Additionally, although the Ordinance does not contain a requirement that sick time be shown on employees’ paystubs, the guidelines "recommend" that employers choose a reasonable system for providing notice of sick time accrued, including listing updated amounts of sick time available on paystubs or in an online system where employees can access the information.
Under the Ordinance, an employer cannot discriminate or retaliate against employees for exercising or attempting to exercise their sick-time rights. The guidelines add additional specificity to the law’s anti-retaliation protections and explain that employers are prohibited from transferring, demoting, discharging, suspending, reducing hours, or directly threatening such actions when employees exercise protected rights.

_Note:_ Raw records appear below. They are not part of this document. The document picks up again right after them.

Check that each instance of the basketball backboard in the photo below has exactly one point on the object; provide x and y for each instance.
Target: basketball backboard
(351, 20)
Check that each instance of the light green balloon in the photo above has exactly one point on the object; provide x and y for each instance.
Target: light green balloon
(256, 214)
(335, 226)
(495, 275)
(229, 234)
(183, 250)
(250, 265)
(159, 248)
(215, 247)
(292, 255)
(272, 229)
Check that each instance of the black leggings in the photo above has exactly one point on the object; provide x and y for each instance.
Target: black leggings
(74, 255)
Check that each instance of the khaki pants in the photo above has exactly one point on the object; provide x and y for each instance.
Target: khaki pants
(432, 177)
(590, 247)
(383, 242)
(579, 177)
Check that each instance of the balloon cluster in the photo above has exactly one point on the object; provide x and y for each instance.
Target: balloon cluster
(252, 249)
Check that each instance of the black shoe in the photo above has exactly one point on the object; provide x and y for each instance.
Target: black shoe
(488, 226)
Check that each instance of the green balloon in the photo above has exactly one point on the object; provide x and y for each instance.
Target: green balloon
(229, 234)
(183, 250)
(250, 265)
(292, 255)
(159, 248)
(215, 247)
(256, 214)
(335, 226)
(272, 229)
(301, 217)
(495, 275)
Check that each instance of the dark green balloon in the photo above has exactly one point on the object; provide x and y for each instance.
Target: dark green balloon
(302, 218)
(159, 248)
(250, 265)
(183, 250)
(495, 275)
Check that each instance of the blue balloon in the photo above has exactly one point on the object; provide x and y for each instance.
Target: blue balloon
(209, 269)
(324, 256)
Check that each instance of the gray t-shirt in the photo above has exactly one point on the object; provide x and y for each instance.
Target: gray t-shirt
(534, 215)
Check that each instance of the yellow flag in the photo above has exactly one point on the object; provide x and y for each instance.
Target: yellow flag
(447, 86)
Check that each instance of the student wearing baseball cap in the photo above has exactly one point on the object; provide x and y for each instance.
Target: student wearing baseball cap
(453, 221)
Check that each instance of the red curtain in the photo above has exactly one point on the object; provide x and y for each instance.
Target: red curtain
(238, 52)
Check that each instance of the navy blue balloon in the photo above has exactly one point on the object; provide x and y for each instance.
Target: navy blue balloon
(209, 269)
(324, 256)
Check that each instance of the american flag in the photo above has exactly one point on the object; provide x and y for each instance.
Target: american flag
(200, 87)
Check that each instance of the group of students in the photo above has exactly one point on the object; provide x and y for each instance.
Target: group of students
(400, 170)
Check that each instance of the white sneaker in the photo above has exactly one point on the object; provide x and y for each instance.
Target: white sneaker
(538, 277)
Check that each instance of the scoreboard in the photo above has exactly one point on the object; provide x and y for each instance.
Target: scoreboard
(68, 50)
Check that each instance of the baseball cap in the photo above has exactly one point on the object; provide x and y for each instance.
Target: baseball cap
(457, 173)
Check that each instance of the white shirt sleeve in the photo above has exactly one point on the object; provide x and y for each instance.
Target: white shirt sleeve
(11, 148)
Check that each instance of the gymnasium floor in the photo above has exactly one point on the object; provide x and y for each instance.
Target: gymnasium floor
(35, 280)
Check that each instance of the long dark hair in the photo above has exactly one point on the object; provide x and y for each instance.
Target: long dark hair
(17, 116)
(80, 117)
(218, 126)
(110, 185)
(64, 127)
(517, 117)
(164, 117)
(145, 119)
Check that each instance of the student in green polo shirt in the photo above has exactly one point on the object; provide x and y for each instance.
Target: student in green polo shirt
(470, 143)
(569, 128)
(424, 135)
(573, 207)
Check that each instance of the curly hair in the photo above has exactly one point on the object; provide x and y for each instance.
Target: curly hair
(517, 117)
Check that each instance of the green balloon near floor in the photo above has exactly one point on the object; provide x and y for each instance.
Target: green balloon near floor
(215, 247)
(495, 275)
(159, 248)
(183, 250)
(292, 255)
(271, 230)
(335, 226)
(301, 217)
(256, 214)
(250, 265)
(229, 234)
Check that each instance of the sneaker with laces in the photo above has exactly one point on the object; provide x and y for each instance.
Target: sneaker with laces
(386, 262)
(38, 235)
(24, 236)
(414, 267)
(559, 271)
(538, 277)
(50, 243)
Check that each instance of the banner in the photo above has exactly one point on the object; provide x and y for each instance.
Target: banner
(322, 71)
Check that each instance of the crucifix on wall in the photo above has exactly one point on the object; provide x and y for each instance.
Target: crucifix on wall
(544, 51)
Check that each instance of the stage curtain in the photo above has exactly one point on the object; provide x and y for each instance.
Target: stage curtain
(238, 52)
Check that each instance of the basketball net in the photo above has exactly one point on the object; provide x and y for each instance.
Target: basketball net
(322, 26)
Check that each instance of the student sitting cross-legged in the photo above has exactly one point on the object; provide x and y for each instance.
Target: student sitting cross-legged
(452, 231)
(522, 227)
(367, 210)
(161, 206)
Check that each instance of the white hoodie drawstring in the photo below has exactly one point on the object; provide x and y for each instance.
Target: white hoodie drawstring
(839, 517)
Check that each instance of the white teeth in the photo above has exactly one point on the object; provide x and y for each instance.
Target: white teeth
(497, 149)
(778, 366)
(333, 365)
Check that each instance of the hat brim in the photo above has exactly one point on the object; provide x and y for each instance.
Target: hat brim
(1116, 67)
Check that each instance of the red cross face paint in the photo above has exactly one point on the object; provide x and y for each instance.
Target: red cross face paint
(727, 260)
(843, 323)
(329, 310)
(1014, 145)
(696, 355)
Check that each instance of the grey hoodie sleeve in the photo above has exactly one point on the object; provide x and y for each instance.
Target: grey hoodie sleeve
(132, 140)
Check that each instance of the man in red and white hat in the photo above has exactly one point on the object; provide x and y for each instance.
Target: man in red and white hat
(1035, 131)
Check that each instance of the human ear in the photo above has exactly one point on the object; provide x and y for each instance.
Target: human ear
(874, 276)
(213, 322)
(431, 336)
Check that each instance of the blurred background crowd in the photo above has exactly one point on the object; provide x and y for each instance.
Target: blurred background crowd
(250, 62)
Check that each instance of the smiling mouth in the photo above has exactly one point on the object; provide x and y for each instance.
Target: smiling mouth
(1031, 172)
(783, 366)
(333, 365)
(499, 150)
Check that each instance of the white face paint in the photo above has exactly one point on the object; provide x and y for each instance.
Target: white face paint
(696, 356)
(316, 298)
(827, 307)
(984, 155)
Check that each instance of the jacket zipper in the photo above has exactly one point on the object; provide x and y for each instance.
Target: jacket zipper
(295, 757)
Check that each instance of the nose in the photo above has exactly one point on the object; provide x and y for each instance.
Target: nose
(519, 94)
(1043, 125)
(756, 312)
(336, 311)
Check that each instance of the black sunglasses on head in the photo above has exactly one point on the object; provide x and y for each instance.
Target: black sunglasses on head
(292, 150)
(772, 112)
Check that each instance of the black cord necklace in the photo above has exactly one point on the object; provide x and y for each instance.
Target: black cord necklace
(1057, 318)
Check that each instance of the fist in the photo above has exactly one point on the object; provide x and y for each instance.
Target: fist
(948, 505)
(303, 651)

The guidelines also explain that actual or attempted participation in investigations or proceedings under the law, and otherwise exercising protected rights, are protected actions.
The guidelines provide other examples of retaliation:
- Considering sick-time use in performance reviews or setting wages.
- Disciplining or terminating employees for sick time use.
- Reporting or threatening to report an employee or an employee’s family member to law enforcement in connection with sick-time use.
- Discouraging or denying sick-time requests.
The guidelines expressly note that the anti-retaliation protections do not prevent an employer from taking reasonable action (e.g., discipline) when an employee’s use of sick time is not for a covered purpose.
Finally, the guidelines expand upon a provision in the Ordinance that prohibits employers from counting sick time as an absence under any absence control policy that may lead to discipline or other adverse actions unless an employee does not provide proper notice to use sick leave. Specifically, the rules say employers cannot establish a point system in which employees receive points for using sick time and, after receiving a specific number of points, the employer terminates the employee.
What Can Employers Do To Prepare?
Employers can prepare by taking one or more of these actions:
- Review the Ordinance and guidelines to understand their obligations.
- Decide whether to adopt a separate paid sick leave bank or to ensure that their existing paid sick time, vacation, and/or PTO policies and procedures meet the Ordinance’s strict requirements regarding accrual, use, and conditions placed on leave.
- Decide whether they will use the regular calendar year for sick time or another 12-month period (and ensure employees know what year is being used).
- Prepare notices and determine whether they will be provided in a handbook or in other ways.
- Consider creating acknowledgment forms to guard against claims that notice was not provided.
- Ensure timekeeping, payroll, and benefits systems will enable them to comply with the law’s recordkeeping requirements.
- Ensure that the required notice is posted and provided to employees by March 15, 2020.
1 To learn about the Ordinance's requirements, see Mark T. Phillis and Allison R. Brown, Pittsburgh City Council Approves Amended Paid Sick Leave Bill, Littler Insight (Aug. 6, 2015).
2 See Mark Phillis and Sebastian Chilco, Pennsylvania Supreme Court Upholds Pittsburgh's Authority to Enact Paid Sick Leave Ordinance, Revives "Dead" Law, Littler ASAP (July 18, 2019).